This is part of a series on how to Be a Better Journo. It’s intended to shame my colleagues in the blogosphere, solicit ideas from my peers on how we can all improve, and help guide noobs and youngsters into creating better digital journalism. [tweetmeme source=”jolieodell” only_single=false]
You shady-ass bitches have not been linking back.
Having been in at least 2 of the top 3 tech newsrooms, I can tell you that nothing chaps an editor’s heiny like breaking a story and not having his competitors link back, even when they pull facts and quotations from the original story like free-to-a-good-home puppies out of a cardboard box.
In journalism school — y’all went to J-school, right? — we were taught that every fact and opinion had to be attributed to someone.

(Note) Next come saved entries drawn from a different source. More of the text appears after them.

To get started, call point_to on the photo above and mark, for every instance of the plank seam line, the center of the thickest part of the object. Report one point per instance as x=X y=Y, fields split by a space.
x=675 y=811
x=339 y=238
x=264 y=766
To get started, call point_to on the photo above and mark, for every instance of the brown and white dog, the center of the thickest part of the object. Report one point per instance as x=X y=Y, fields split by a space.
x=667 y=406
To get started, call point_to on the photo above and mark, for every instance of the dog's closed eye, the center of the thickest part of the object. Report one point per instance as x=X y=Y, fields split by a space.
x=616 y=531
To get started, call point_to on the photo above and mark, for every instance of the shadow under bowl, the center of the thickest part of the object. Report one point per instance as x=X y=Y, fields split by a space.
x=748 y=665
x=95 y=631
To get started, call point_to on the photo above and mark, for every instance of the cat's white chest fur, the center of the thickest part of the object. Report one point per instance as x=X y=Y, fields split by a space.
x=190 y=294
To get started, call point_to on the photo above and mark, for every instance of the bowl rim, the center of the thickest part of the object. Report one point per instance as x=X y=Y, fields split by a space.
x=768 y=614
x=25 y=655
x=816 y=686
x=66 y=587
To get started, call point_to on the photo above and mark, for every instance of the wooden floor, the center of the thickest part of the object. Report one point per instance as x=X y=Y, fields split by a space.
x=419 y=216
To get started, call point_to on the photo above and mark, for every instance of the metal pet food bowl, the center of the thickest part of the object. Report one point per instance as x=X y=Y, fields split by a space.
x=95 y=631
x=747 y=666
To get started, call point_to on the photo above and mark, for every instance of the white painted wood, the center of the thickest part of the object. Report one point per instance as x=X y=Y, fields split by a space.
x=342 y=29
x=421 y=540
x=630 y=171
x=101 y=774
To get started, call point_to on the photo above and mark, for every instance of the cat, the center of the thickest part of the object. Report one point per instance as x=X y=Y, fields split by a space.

Back in the pre-digital day, journos were simply the mouthpieces of truth. If you wanted to convey emotion or opinion, you either had to find a reputable source to say it, or you’d better get your ass over to the op/ed page. And if you wanted to tell just the facts, you’d better be prepared to have an expert tell them to you first. So, every quotation, every factoid, every bullet point had to be “according to” some report or said/admitted/confessed by some relevant public figure. As cleanliness is next to godliness, so attribution is next to objectivity; it is the one factor that keeps the Fourth Estate just pure enough to credibly tell all sides of the story.
These days, with the way that SEO and user traffic work, the way we attribute is through links. When you report on a study, you link back to the study, so’s people know you’re not just making shit up. When you quote a CEO, you link to the video/press release the quotation came from, unless it was given to you directly, in which case you note that, as well.
And when you take information from another journalist’s report, you jolly well link back to that report, too.
There are multiple reasons this is in your best interest, the first being that it saves you from looking like a story-scamming scumbag. Second, it saves you in the event of a retraction, in which case you can point a finger and say your source was wrong. Third, especially in the case of opinion and speculation, it allows you to maintain at least a modicum of objectivity. As in, “I’m objective, but Kara Swisher said these guys are doomed to failure by patent infringement lawsuit.”
And finally, it’s fair and right, which is the only reason you should need in the first place.
Worst case scenario: Users click the link and navigate away from your precious website. Oh no! Use the right HTML tags, dumbtard, and they’ll look at the original report in a new tab without navigating away from your story. Besides, your content should be compelling enough to keep the reader coming back anyhow, right?
Other worst case scenario: Your readers will realize that your story is not original reporting. Well fucking duh. Of course it’s not original reporting. Almost nothing is. Unless you’re Barbara Fucking Walters, you’re not really going to get the story straight from the horse’s mouth. Readers will likely understand this and accept it as long as you can make your story worth reading in some other way. Otherwise, you might want to find a new profession.
Link love is contagious. If you do it to others, they’ll do it to you. Eventually. Just don’t screw around with nofollow tags, because that makes you look like a stingy, Page Rank-obsessed douchebag.
If you want to be a better journo, link back.